Così ecco il nuovo tentativo del leader leghista che dall’alto del suo 38% degli ultimi sondaggi, questa volta chiede che vadano via 3 ministri 5 Stelle che non gli vanno a genio. Il primo della lista non poteva che essere Danilo Toninelli, che tra le tante colpe attribuitegli da Salvini, ha quella di opporsi alla realizzazione del Tav. 

Ma Toninelli non è l’unico ministro di cui Salvini vuole liberarsi. Nella lista ci ha messo anche il ministro dell’Ambiente Sergio Costa, che di recente ha fatto notizia per aver preso le difese dell’orso M49, braccato dalla forestale dopo che il presidente della provincia di Trento, il leghista Maurizio Fugatti, ha dato ordine di abbatterlo.

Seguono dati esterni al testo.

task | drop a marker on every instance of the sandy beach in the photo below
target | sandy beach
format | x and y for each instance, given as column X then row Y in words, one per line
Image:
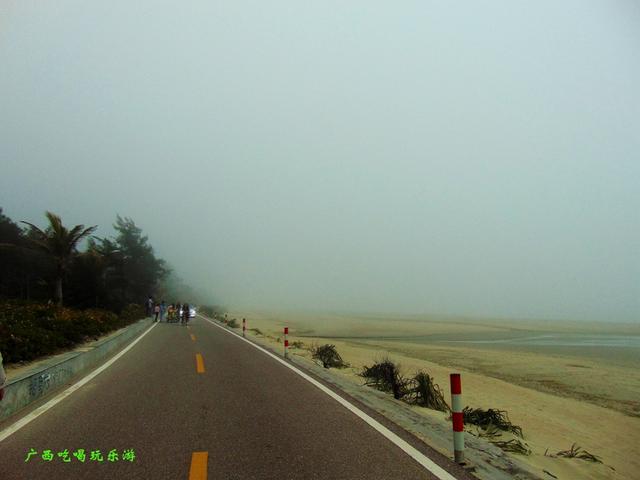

Il terzo ministro che per Salvini deve andare via è Trenta alla Difesa. In seguito valuterà se sostituire anche il ministro Grillo alla Sanità, e il ministro Tria all’Economia, colpevole quest’ultimo di essere troppo accondiscendente con l’Europa. Il Movimento 5 Stelle ha accennato una timida reazione, provando a mettere sotto accusa il ministro della Lega Bussetti all’Istruzione, e il ministro all’Agricoltura Centinaio, che peraltro Salvini vorrebbe Commissario Ue.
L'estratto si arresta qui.